Moller Financial does not try to predict what the market is going to do tomorrow or six months from now. Instead, we look for ways to help you successfully reach your goals with a high level of confidence. We do this by implementing and following rules-based investment strategies.
This strategy begins with setting a target allocation for each investment - for example 50% to U.S stocks and 50% to international stocks. As prices go up or down, these allocations will change over time. If an investment's allocation falls too far below the target, we buy more. Likewise, if an investment's allocation increases too far above its target, we sell some. This rules-based process is known as rebalancing and is a way to buy low and sell high - a nice outcome indeed.

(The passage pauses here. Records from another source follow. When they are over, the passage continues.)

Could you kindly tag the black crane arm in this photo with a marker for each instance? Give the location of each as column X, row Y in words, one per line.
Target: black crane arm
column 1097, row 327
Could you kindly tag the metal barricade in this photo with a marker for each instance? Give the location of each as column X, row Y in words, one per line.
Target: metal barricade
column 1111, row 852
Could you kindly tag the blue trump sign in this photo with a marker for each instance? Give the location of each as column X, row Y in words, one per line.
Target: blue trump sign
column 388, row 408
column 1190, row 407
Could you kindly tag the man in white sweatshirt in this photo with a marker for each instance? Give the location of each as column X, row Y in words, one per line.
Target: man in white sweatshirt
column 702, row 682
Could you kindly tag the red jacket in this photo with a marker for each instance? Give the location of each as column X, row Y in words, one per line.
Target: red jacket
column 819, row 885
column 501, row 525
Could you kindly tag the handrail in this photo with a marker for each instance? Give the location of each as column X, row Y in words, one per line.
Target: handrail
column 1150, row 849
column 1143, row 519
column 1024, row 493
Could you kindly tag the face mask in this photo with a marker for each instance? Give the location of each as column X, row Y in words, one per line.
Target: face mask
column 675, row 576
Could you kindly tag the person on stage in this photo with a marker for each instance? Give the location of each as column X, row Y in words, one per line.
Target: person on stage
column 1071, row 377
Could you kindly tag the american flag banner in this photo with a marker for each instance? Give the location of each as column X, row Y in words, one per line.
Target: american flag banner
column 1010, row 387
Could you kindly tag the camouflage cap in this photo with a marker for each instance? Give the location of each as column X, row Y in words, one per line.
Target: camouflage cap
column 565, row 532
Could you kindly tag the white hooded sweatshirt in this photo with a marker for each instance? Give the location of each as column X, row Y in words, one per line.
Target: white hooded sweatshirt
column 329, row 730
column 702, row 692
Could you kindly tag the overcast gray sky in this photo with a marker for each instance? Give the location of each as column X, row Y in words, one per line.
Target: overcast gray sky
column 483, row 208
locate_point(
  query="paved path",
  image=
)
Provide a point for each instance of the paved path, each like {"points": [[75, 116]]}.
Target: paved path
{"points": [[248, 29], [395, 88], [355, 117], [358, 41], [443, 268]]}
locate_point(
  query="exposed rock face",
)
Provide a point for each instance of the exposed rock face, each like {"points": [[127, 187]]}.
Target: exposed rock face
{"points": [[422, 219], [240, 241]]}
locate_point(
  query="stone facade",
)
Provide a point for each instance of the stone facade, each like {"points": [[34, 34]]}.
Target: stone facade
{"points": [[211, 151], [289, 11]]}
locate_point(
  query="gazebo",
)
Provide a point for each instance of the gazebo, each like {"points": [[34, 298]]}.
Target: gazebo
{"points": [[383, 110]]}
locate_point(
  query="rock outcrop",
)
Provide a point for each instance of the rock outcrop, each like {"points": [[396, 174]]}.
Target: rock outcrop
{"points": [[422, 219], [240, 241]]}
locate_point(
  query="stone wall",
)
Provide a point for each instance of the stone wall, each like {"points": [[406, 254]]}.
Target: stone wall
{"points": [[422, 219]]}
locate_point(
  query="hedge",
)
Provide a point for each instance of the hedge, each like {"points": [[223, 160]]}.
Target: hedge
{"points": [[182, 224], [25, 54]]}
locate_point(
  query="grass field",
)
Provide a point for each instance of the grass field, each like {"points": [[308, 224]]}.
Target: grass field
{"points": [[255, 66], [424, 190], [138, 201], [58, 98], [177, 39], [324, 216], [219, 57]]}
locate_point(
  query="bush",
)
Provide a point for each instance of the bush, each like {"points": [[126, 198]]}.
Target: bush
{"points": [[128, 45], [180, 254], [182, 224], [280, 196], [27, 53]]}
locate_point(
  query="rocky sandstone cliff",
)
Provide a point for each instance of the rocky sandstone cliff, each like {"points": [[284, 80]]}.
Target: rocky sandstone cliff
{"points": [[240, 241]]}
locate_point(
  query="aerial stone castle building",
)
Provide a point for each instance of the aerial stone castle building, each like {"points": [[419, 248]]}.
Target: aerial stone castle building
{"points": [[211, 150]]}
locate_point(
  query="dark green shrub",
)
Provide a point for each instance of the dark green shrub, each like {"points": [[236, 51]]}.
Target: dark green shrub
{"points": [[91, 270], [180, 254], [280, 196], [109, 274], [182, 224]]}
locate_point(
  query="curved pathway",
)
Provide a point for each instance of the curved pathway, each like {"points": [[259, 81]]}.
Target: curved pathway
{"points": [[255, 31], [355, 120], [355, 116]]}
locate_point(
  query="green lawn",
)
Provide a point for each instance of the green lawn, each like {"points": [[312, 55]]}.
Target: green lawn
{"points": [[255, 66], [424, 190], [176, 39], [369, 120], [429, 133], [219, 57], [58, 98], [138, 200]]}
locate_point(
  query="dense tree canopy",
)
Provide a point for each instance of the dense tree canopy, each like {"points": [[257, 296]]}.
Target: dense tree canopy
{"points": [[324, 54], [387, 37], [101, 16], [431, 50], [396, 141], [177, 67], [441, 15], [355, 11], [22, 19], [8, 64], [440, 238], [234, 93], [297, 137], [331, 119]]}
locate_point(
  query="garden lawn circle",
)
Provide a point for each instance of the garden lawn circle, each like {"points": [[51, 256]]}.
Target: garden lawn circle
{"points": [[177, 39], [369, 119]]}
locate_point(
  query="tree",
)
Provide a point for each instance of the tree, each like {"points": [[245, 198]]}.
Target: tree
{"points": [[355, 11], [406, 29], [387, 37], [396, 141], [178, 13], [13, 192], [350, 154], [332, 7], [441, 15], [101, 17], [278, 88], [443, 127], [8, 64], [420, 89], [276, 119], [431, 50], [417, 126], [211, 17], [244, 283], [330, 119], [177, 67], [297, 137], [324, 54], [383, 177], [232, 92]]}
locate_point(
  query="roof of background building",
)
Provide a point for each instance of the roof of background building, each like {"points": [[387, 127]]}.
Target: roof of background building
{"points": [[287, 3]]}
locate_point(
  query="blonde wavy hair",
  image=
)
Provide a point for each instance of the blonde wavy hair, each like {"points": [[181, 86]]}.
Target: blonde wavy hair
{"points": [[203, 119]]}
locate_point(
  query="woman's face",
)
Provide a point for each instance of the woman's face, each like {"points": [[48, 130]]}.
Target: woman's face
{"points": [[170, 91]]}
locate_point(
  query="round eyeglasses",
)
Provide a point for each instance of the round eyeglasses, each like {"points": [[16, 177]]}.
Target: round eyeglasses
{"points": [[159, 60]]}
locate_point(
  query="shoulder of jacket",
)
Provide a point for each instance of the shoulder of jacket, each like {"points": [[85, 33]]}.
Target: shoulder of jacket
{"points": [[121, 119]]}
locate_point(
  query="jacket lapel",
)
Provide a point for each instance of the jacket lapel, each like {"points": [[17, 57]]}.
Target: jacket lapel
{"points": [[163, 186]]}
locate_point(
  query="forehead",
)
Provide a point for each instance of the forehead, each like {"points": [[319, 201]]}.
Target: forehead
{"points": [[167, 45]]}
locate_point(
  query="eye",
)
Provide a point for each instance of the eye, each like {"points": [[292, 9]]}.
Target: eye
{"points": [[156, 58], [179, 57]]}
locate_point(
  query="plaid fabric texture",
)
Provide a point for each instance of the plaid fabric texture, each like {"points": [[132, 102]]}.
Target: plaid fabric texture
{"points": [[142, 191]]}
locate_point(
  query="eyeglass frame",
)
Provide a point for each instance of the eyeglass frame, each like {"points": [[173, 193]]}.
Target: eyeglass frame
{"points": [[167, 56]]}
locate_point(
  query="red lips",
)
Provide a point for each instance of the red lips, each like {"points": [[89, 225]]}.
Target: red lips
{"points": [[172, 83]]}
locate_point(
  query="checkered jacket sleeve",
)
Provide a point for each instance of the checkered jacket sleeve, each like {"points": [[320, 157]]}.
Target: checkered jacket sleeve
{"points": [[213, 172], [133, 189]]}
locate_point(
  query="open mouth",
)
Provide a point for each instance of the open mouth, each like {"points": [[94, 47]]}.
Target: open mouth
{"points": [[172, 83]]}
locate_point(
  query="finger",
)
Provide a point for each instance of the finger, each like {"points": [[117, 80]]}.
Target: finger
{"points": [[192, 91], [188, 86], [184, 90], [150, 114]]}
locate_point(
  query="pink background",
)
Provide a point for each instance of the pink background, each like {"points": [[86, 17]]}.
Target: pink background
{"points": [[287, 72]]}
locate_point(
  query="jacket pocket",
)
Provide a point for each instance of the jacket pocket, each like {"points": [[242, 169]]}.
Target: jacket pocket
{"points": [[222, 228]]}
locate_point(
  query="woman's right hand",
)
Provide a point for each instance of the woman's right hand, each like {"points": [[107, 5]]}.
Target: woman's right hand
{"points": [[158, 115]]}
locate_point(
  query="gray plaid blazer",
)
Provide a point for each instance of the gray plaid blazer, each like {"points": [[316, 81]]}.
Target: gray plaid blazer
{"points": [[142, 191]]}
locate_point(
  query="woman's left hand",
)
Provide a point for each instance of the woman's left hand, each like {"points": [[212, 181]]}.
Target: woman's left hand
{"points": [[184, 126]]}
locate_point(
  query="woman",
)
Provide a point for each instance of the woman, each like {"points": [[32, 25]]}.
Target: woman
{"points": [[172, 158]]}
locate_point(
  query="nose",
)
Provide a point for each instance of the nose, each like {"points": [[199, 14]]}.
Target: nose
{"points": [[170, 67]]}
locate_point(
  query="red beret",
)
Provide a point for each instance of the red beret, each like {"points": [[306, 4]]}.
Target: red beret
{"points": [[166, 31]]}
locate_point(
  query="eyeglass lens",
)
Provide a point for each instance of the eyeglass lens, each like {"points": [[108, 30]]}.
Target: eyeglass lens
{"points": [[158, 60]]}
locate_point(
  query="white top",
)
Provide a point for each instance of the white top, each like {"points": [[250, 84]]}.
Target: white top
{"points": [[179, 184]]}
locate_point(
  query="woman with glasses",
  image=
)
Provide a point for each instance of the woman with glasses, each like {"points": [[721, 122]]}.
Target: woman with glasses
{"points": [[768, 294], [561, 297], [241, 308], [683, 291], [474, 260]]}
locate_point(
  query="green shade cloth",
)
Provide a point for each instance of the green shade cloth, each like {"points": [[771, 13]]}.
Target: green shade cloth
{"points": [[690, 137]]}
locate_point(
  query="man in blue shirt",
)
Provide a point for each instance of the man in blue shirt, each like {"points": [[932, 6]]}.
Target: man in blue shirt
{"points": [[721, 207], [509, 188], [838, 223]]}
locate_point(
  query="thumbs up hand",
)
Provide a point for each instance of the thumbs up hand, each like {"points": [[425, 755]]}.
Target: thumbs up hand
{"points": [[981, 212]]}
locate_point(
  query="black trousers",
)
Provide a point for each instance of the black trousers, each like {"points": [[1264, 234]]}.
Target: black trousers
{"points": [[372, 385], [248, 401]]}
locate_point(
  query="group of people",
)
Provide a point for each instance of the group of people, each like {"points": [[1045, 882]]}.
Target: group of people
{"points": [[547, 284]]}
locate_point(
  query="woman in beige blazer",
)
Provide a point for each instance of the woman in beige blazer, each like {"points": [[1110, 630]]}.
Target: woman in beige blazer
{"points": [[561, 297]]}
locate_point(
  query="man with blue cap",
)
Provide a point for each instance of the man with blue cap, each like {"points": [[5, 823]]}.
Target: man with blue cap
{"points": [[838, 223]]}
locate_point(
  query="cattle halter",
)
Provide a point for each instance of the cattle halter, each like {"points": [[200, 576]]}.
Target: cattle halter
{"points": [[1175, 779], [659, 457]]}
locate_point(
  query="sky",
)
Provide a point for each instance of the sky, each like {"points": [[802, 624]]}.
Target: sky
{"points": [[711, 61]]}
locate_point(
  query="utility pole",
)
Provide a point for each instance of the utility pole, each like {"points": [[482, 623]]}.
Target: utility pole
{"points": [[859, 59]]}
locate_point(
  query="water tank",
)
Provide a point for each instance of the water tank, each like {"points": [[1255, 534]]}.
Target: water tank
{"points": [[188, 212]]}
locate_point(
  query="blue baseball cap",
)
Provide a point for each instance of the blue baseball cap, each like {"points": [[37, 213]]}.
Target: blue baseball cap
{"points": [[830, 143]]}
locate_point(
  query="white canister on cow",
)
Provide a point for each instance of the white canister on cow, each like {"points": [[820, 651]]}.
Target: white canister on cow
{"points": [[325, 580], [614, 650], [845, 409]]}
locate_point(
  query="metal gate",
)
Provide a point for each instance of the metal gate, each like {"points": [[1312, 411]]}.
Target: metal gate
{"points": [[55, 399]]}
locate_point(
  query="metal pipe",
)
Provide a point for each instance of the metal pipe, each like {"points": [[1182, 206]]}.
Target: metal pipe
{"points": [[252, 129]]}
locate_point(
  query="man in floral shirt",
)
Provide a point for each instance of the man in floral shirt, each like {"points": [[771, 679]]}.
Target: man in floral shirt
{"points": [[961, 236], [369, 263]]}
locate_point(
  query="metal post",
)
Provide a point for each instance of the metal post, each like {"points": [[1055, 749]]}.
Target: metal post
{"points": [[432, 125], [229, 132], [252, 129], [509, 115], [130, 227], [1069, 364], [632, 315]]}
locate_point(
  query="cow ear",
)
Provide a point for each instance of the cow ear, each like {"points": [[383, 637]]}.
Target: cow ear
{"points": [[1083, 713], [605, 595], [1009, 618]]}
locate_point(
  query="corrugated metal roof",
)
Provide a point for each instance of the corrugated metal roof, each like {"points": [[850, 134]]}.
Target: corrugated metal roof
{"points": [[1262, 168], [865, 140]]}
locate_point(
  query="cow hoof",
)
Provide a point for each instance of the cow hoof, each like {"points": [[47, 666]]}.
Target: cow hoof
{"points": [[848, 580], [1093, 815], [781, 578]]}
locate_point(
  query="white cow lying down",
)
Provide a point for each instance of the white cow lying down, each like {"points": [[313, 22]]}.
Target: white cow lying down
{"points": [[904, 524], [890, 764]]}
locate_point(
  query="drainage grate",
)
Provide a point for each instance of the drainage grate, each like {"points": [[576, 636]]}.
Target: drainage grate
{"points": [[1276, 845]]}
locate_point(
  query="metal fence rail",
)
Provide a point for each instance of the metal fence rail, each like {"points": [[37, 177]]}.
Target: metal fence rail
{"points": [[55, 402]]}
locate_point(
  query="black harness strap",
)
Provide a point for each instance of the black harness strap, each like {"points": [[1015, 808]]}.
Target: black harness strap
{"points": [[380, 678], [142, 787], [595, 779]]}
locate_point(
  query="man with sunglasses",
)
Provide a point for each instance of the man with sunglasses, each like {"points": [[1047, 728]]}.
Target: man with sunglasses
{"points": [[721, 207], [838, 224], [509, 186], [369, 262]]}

One of the characteristics of this approach is that the portfolio is always fully invested, including during periods of temporary significant declines. Through opportunistically rebalancing and saving, clients can use these temporary declines to their advantage - buying stocks when they are on sale.
Risk Management Strategies
For clients approaching or in retirement, the focus often turns to reducing volatility as they transition to living off the portfolio. Moller Financial has developed two approaches to minimize the effects of significant market declines.
This approach allocates the portfolio to a globally diversified mix of stock investments, as long as they are in a "positive" trend. If the recent performance of an investment is lower than Treasury Bills, we will move that allocation to cash. Investments with a better recent performance compared to Treasury Bills will be invested. As with the Dynamic Allocation Strategy, the objective is to avoid investing in areas that are in extended market declines.
This approach begins with a broad global mix of stocks, bonds, cash, gold, and commodities. Each month, we monitor and rank the recent performance for each of these investments. The top-ranked investments receive an allocation in the portfolio while the others do not. Thus, the allocation trades more frequently than our other investment strategies. Dynamic Allocation's ability to manage risk does not come from picking the best investments, but rather from avoiding the worst declines.